A couple missions later, and everyone—Marcus included—is back to joking around, paying no mind to the terror they just witnessed. It’s a tonal bait and switch that ultimately feels pointless. Watch Dogs 2 is both a chipper game that’s tonally opposite from its predecessor—though still buried in tedious and often hypocritical open world trappings—and a game that’s superficially aware of its troubled surroundings. But it doesn’t commit beyond a piece of on-the-nose street art, an ephemeral quip in a side mission, or a fleeting conversation by one of the city’s few NPCs. Watch Dogs 2 doesn’t get to know San Francisco; it just reminds you that you’re there.


///


Growing up in the Bay Area, I always personally looked up to San Francisco and the surrounding Bay as a unique community, be that because of its tolerance, diverse enclaves, bondage festivals, or even its quintessential hyphy music (something that has always tied my generation together—Mac Dre’s Thizzelle Washington might as well be our unofficial bible, a central beacon of Bay Area togetherness and positivity). But of course the same diversity I see in our community exists in other densely-populated cities. I asked Joseph Amster, board member for the San Francisco History Association, a simple question: what sets San Francisco apart? What makes it different? He told me a story.

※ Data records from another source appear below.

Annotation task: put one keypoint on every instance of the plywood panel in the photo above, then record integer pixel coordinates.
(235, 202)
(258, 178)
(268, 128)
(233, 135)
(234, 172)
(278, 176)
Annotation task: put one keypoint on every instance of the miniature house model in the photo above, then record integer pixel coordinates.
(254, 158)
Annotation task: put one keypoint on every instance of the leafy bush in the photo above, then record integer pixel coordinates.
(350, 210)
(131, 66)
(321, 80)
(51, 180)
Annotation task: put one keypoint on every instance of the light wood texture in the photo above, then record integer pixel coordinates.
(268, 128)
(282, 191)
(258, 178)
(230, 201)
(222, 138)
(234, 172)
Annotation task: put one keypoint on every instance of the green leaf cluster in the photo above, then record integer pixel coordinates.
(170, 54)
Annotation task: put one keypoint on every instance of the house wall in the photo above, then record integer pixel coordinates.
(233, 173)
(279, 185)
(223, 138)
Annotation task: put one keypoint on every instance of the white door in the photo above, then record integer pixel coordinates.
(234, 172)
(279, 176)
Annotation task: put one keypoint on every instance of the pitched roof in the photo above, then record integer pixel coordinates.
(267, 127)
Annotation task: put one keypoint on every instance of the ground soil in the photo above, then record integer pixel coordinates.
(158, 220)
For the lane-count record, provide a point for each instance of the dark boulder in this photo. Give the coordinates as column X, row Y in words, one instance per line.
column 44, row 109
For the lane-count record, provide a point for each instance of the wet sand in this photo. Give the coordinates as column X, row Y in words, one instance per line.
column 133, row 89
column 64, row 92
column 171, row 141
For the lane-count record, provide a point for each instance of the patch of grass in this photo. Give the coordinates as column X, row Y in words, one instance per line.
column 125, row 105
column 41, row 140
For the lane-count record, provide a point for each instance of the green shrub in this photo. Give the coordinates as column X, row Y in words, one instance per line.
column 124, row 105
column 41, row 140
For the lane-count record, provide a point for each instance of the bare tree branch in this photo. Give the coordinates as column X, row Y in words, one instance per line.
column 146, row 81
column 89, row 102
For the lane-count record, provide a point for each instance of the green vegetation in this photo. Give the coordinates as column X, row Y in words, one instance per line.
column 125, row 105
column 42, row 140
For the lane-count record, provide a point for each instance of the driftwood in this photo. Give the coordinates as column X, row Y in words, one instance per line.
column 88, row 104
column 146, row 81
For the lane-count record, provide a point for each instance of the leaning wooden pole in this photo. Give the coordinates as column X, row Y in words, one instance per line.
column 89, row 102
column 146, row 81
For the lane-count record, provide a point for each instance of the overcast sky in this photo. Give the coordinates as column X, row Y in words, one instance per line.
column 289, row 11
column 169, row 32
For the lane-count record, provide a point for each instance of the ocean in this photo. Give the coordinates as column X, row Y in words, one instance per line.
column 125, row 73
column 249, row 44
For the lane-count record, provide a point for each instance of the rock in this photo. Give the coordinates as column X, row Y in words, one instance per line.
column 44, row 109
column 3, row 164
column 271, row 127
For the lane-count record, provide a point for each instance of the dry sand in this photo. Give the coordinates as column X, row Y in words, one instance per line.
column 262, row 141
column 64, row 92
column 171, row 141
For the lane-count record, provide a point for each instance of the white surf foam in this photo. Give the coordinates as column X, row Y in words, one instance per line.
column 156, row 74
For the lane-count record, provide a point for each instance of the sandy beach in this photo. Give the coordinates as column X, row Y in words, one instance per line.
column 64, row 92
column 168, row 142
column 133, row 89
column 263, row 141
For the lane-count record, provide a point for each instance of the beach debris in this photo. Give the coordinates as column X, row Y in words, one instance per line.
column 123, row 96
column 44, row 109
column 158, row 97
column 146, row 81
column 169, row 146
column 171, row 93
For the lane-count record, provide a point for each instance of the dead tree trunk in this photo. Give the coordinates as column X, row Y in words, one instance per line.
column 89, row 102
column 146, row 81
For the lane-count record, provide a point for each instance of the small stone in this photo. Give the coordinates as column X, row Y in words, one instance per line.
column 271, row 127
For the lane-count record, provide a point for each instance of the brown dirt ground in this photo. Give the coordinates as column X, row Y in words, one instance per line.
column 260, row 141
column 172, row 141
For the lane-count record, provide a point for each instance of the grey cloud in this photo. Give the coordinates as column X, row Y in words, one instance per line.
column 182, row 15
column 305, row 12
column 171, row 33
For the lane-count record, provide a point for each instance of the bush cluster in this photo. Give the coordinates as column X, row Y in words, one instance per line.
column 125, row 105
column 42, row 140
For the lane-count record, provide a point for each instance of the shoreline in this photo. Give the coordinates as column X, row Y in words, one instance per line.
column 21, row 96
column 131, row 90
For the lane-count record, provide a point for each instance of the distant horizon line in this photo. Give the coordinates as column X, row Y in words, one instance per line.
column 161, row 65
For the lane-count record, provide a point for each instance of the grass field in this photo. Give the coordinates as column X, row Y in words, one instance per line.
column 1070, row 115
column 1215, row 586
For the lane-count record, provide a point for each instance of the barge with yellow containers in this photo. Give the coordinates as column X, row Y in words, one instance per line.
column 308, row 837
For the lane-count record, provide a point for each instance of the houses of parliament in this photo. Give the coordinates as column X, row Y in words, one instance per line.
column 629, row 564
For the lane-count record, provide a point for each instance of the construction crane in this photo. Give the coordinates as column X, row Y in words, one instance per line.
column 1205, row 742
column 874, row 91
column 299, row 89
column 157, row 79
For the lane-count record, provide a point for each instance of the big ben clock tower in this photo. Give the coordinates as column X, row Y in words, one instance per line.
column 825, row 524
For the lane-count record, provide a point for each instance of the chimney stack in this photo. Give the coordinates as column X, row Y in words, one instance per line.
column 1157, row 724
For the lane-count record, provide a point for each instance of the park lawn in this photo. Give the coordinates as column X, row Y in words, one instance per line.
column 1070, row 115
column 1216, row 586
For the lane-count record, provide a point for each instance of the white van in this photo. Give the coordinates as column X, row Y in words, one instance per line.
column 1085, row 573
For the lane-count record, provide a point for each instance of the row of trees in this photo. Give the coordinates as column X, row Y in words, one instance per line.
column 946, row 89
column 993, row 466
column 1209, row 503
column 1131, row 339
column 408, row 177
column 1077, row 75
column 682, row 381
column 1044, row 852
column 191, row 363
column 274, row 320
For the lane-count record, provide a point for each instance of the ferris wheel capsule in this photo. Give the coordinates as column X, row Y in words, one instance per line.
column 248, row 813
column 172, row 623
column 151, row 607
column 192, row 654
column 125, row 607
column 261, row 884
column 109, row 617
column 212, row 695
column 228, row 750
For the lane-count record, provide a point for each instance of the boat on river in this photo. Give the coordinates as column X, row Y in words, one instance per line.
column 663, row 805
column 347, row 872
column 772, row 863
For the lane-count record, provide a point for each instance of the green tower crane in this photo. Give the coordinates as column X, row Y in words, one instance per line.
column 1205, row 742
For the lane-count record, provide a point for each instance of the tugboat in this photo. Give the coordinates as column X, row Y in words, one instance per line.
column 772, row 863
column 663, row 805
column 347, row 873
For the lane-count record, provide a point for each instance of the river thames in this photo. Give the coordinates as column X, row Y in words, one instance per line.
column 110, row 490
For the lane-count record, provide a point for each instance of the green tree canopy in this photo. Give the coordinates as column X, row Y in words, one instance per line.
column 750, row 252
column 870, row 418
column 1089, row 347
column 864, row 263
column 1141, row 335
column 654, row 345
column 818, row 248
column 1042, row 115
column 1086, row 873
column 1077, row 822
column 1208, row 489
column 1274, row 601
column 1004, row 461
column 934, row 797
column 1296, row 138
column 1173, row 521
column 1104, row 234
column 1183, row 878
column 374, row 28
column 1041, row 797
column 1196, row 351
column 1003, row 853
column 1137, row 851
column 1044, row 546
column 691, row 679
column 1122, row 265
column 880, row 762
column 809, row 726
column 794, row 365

In the 1800s, there lived a merchant named Joshua Abraham Norton. Norton was a prominent merchant in San Francisco, until one bad investment (in rice, of all things) left him bankrupt. Ashamed, he left San Francisco, never expected to return. Until one day Norton turned up and declared himself Emperor of the United States—a proclamation that most cities would probably deem insane. But instead, San Francisco found itself embracing his title, and even the faux-currency he used. “He’d walk around in his military uniform, a long blue coat, top hat, decorative feathers, and acted as if he were the Emperor of the United States, and everyone went along with it and treated him like he really were that for the rest of his life, around 21 years,” Amster said. “And that’s very much in the spirit of San Francisco.”


San Francisco’s welcoming attitude is why so many diverse communities flourish here

Amster explained San Francisco’s welcoming attitude is the reason why so many diverse communities have gotten the chance to flourish in this city, from the Hispanic community in the Mission to Italians in North Beach to the LGBTQ+ community in the Castro. Before the tech boom drove so many away due to an upswing in hate crimes and skyrocketing rents, the city itself was once friendly to others. “I think that in most cities in the U.S. people drive, but here we walk a lot more,” Amster said. In a city that’s only 46.9 square miles (compare that to New York City’s 309 square miles), you often find yourself walking more than opting to take a $20 Uber. In situations like that, you meet people naturally. “You interact with your surroundings and other people a lot more [when you’re walking]. It’s certainly in the spirit of tolerance, diversity, the idea of letting somebody be who they are. I don’t see that in other cities.”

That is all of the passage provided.